Avec leur sentimentale et mystérieuse transparence, ces deux titres, Elle et Lui, Lui et Elle, ne sont que des masques de verre à travers lesquels on voit les visages, et ces visages, tout le monde les a reconnus. Tout le monde sait les noms vrais de monsieur Lui et de madame Elle, et tout le monde les a dits, jusque sur les toits ! La Critique même, qui a le triste devoir de juger les autres, et qui, pour cette raison, est tenue à plus de décence que ceux-là qui n’ont qu’à parler, voudrait taire ce que personne ne lait, qu’elle n’en serait pas moins, sans risquer de noms, très-bien comprise… Sa réserve, si elle en avait, serait donc inutile, mais elle n’est pas assez Jocrisse pour garder le secret d’une comédie dont tout le monde se passe le mot.

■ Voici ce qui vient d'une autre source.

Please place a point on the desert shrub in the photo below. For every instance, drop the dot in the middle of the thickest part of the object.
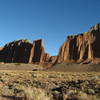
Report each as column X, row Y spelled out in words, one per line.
column 32, row 93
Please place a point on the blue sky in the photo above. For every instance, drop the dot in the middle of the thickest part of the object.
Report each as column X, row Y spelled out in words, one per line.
column 51, row 20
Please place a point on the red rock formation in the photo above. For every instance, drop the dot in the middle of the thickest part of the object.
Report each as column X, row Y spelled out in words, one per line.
column 37, row 52
column 81, row 47
column 16, row 52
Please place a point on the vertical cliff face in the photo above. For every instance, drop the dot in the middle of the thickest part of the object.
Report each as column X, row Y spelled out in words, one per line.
column 37, row 52
column 16, row 51
column 81, row 47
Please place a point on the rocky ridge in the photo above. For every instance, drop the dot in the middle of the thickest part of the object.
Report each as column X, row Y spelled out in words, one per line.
column 81, row 48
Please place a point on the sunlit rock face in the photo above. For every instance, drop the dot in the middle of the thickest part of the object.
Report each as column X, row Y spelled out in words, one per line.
column 81, row 47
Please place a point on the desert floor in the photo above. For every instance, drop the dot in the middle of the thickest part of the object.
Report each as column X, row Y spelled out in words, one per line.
column 31, row 82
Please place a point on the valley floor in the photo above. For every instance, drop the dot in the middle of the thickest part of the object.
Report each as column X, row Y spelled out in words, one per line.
column 26, row 84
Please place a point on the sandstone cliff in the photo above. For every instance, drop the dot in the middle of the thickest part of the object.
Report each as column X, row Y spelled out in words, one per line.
column 81, row 47
column 37, row 52
column 16, row 52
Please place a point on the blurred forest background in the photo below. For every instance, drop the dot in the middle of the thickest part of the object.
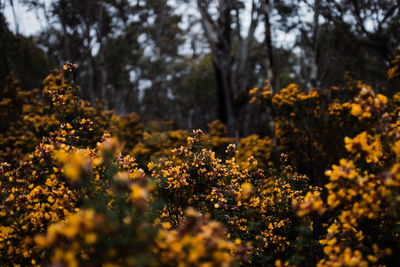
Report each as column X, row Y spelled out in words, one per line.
column 194, row 61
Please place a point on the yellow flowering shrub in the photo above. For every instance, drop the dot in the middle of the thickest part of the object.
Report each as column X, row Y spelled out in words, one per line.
column 80, row 186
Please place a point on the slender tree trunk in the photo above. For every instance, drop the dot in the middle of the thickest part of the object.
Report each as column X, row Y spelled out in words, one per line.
column 270, row 66
column 314, row 50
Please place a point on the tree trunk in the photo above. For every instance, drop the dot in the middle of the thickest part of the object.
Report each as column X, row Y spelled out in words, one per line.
column 270, row 66
column 314, row 50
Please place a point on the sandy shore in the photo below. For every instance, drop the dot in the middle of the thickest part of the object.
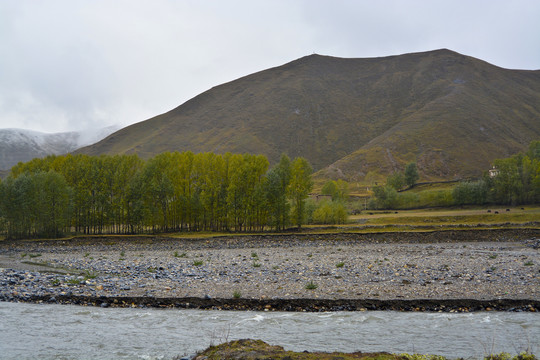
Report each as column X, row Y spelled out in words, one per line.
column 342, row 268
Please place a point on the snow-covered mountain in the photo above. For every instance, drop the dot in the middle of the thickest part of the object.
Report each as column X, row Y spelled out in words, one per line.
column 23, row 145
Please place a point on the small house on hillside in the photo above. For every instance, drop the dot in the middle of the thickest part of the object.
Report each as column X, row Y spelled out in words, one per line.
column 493, row 172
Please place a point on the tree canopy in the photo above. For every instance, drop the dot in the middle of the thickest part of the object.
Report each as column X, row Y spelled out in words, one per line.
column 123, row 194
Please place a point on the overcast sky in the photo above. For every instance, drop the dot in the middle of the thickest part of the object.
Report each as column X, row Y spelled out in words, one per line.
column 75, row 65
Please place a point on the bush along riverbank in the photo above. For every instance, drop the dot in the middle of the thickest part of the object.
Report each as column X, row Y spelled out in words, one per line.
column 256, row 349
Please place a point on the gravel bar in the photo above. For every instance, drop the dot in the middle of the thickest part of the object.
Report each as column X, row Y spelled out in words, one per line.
column 465, row 270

Je sais bien cependant qu’on a dit, et c’est même un axiome qui a force de bon sens et force de loi, que la vie privée doit être murée ; seulement, quand c’est elle, la vie privée, qui abat le mur et passe par la brèche ; quand c’est elle, elle que le législateur voulait préserver et défendre, qui déborde dans la vie publique, et fastueusement ou méchamment s’y étale, je ne vois plus ce qu’on lui doit, si ce n’est peut-être le châtiment de l’y suivre et de la montrer.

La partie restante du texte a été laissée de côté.